Text mining, text analytics and content analysis
Text data mining (TDM) by text analysis, information extraction, document mining, text comparison, text visualization and topic modelling
The search engine extracts automatically texts of different file formats and uses grammar rules (stemming) to index and find different word forms.
On this base and index you can search, review, filter, analyze and mine content with different text mining, analysis, extraction, data mining and clustering methods.
So you can use the search engine not only for information retrieval by full text search to search and find known issues or to get structured data from unstructured data sources or texts by information extraction. It can be used as integrated text mining toolbox for text datamining (TDM) for semi-automated or automated text analysis, document mining, text comparision, text visualization and topic modelling to get useful analysis results even of unknown data sources.
Search and filter the interesting documents
If you don't want to analyze all indexed documents, you can search and filter the context you want to mine and analyze.

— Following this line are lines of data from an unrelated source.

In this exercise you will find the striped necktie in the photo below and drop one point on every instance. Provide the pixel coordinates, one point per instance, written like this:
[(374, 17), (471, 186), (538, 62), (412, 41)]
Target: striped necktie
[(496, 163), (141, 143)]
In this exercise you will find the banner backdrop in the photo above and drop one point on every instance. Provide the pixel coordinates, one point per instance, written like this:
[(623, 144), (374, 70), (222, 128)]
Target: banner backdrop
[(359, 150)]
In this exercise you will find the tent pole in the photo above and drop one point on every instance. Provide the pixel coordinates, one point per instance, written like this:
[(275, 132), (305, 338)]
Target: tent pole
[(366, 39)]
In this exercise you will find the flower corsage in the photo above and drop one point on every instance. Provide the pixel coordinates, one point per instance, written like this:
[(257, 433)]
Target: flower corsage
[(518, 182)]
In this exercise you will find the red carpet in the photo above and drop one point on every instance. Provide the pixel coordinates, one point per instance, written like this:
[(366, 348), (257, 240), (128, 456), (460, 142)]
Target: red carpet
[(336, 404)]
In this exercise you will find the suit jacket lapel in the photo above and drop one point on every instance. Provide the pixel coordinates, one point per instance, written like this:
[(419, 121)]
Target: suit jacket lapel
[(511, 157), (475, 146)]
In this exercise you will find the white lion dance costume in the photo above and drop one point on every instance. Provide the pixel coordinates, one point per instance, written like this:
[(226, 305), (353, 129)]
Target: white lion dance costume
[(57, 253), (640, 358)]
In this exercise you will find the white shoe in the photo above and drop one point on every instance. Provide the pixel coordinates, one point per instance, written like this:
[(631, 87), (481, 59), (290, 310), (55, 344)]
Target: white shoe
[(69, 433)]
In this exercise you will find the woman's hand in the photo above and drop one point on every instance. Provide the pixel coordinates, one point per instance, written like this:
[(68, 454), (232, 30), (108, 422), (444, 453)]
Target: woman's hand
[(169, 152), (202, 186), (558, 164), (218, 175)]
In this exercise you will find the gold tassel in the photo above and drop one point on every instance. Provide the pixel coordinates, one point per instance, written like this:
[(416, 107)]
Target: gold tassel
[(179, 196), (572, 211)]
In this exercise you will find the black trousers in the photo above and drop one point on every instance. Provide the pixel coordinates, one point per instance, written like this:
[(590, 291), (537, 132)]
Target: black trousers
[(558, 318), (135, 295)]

Words: Word list and word cloud
The view Words (option of the tab/button Analyze) shows you the words which are contained in the most documents of the results of your search context (documents matching your search query and filters).
If you do not enter a search query and don't use a filters it shows the words which are contained in the most of all indexed documents.
The number shows you how many documents (matching your search query and filters or if no search query or filter of all documents) use this word.
If you click on a word, this word will be added as an additional filter.
The words are visualiszed as a word cloud. The more documents containing the word, the bigger it is in the visualization
Aggregated overviews of extracted structured informations, named entities and concepts for exploratory search (thesaurus based, ontonologies based and machine learning for automatic classification based faceted search)
With the faceted search you can see an aggregated overview for the different facets like paths, concepts, persons, locations or organzations showing, how many documents matching the named entities.
This structure will be generated and facets/fields are valued with data from the following analysis:
- Lists of Named Entities: Listed known named entities like organizations, persons, locations or concepts. They can be [managed in plaintext lists, databases, ontologies, thesauri or in the [thesaurus user interface](../../datamanagement/thesaurus) for dictionary based or thesaurus based text mining and thesaurus based faceted search](../../datamanagement/ontologies)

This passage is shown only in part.